🤖 AI Summary
This paper addresses batch active learning under heterogeneous annotation costs and strict budget constraints, particularly for high-cost labeling and geospatially constrained scenarios. We propose two Bayesian neural network–based sampling strategies. Methodologically, (1) a dynamic uncertainty threshold mechanism adaptively balances exploration and exploitation; and (2) a greedy batch selection algorithm with budget reallocation maximizes information gain under hard budget constraints.

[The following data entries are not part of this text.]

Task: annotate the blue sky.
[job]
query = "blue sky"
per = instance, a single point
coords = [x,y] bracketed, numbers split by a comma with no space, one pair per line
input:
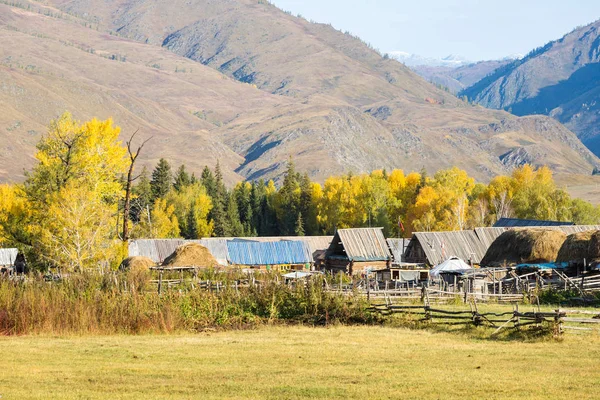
[477,30]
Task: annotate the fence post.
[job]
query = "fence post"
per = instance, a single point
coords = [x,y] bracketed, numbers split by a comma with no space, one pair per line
[160,281]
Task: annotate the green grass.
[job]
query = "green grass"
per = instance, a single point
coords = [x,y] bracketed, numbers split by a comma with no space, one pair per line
[298,363]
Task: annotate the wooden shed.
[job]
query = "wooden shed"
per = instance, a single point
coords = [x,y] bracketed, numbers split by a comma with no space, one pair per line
[353,251]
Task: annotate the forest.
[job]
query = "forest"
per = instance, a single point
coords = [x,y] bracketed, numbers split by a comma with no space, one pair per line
[84,199]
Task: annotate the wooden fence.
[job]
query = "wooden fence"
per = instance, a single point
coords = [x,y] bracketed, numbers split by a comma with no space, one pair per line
[556,321]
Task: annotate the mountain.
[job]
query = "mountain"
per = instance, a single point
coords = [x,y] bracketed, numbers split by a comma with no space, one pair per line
[458,78]
[415,60]
[243,82]
[560,79]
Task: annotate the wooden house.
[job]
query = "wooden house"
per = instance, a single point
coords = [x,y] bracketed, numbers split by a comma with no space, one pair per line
[354,251]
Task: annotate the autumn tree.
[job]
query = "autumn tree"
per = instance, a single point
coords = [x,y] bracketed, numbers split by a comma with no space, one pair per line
[77,173]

To support empirical evaluation, we construct and publicly release two real-world building image datasets, each annotated with precise geographic coordinates. Experiments demonstrate that our approach significantly reduces both the number of active learning iterations and total annotation cost. It consistently outperforms random sampling and unconstrained baselines across diverse budget settings, with especially pronounced gains in geographically clustered tasks—highlighting its efficacy in cost-sensitive, spatially structured domains.
📝 Abstract
Varying annotation costs among data points and budget constraints can hinder the adoption of active learning strategies in real-world applications. This work introduces two Bayesian active learning strategies for batch acquisition under constraints (ConBatch-BAL), one based on dynamic thresholding and one following greedy acquisition. Both select samples using uncertainty metrics computed via Bayesian neural networks. The dynamic thresholding strategy redistributes the budget across the batch, while the greedy one selects the top-ranked sample at each step, limited by the remaining budget. Focusing on scenarios with costly data annotation and geospatial constraints, we also release two new real-world datasets containing geolocated aerial images of buildings, annotated with energy efficiency or typology classes. The ConBatch-BAL strategies are benchmarked against a random acquisition baseline on these datasets under various budget and cost scenarios. The results show that the developed ConBatch-BAL strategies can reduce active learning iterations and data acquisition costs in real-world settings, and even outperform the unconstrained baseline solutions.